È un ciclo epico e i suoi contenuti sono del tutto peculiari e diversi dagli altri miti ladini. Il mito di Fanes, infatti, parla della fine del regno pacifico delle donne e l’inizio di una nuova epoca del dominio e della spada.
È il canto nero della caduta nell’orrore della guerra.
La figura principale del racconto è Dolasilla, principessa dei Fanes, costretta da suo padre (chiamato “il falso re”), a diventare una Tjeduya: una guerriera. Ovvero la mano armata del potere.
E sarà proprio questa scelta sciagurata del falso re, ossessionato dal possesso di ricchezze e dal potere sulle terre e sulle genti vicine, a causare la fine del regno matrilineare e del suo popolo.
Il mito racconta che i pochi superstiti sono ancora nascosti nelle viscere della montagna insieme alla loro anziana regina, in attesa che ritorni il tempo d’oro della rinascita. Il tempo d’oro della pace in cui il popolo di Fanes potrà finalmente tornare alla vita.
Guardare indietro per andare avanti
Quando ho iniziato a pensare che il mito di Fanes potesse essere il centro del mio nuovo lavoro teatrale, mi sono scontrata subito con un grande interrogativo: che senso ha, oggi, raccontare a teatro un antico mito ladino? A chi può davvero interessare?
Le risposte che mi sono data, hanno radici in un saggio di antropologia di Riane Eisler: Il calice e la spada.
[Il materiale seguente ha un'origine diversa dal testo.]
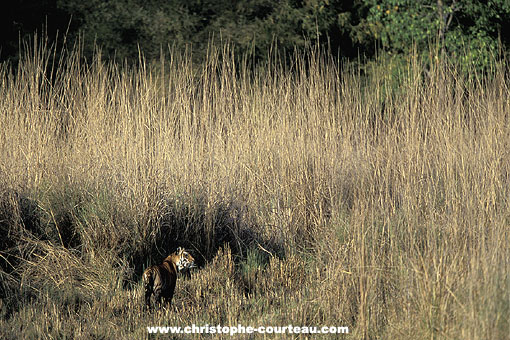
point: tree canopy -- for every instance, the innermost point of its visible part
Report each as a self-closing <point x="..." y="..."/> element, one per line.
<point x="468" y="28"/>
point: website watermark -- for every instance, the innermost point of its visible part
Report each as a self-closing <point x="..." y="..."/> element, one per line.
<point x="240" y="329"/>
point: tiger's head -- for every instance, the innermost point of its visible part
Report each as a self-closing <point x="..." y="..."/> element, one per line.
<point x="184" y="260"/>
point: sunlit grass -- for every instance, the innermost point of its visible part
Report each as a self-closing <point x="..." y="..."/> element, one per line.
<point x="312" y="197"/>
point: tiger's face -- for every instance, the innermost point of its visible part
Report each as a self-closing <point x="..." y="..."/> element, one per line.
<point x="185" y="261"/>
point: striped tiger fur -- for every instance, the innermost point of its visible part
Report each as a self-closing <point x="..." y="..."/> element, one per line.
<point x="159" y="280"/>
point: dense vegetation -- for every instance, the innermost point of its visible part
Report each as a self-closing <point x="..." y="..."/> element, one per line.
<point x="310" y="196"/>
<point x="470" y="30"/>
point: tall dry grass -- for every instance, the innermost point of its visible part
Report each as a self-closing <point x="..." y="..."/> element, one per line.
<point x="311" y="194"/>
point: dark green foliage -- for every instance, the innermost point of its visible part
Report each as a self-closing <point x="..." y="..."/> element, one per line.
<point x="467" y="29"/>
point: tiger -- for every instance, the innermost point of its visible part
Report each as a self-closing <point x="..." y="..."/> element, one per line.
<point x="159" y="280"/>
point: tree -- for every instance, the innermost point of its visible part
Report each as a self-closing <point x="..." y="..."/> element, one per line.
<point x="467" y="29"/>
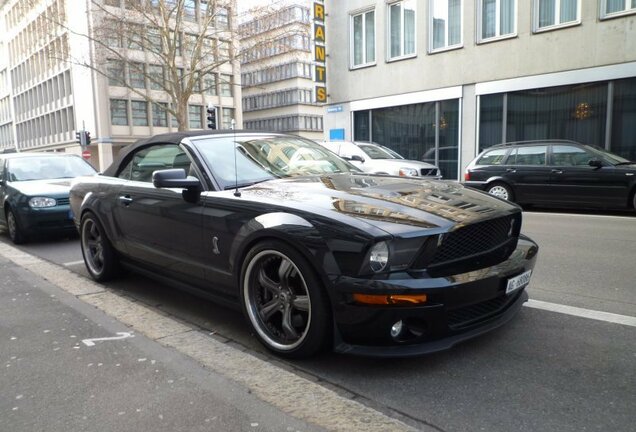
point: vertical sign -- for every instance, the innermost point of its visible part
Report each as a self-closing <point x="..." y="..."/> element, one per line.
<point x="320" y="55"/>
Riane Eisler indaga le strutture sociali che l’umanità si è data nel corso dei secoli e davanti a una continua epopea di guerre e ingiustizie, apre la riflessione a domande più che mai necessarie: la guerra è parte incancellabile del destino dell’umanità? Cosa ci spinge perennemente alla guerra invece che alla pace? Perché ci cacciamo e perseguitiamo l’uno con l’altro? La brutalità e il dominio dell’uomo sulla donna sono inevitabili? E’ realisticamente possibile il passaggio da un sistema di guerre incessanti e di ingiustizia sociale a un sistema mutuale e pacifico?
Secondo l’antropologa Riane Eisler, le risposte per un futuro migliore potrebbero affondare le radici in quel punto nella preistoria della civiltà europea di cui parla anche l’archeologa lituana Marija Gimbutas, in cui la nostra evoluzione culturale sarebbe stata letteralmente sconvolta. Il canto della caduta, attraverso l’antico mito di Fanes, vuole portare alla luce il racconto perduto di come eravamo, di quell’alternativa sociale auspicabile per il futuro dell’umanità che viene presentata sempre come un’utopia irrealizzabile.
E che invece, forse, è già esistita.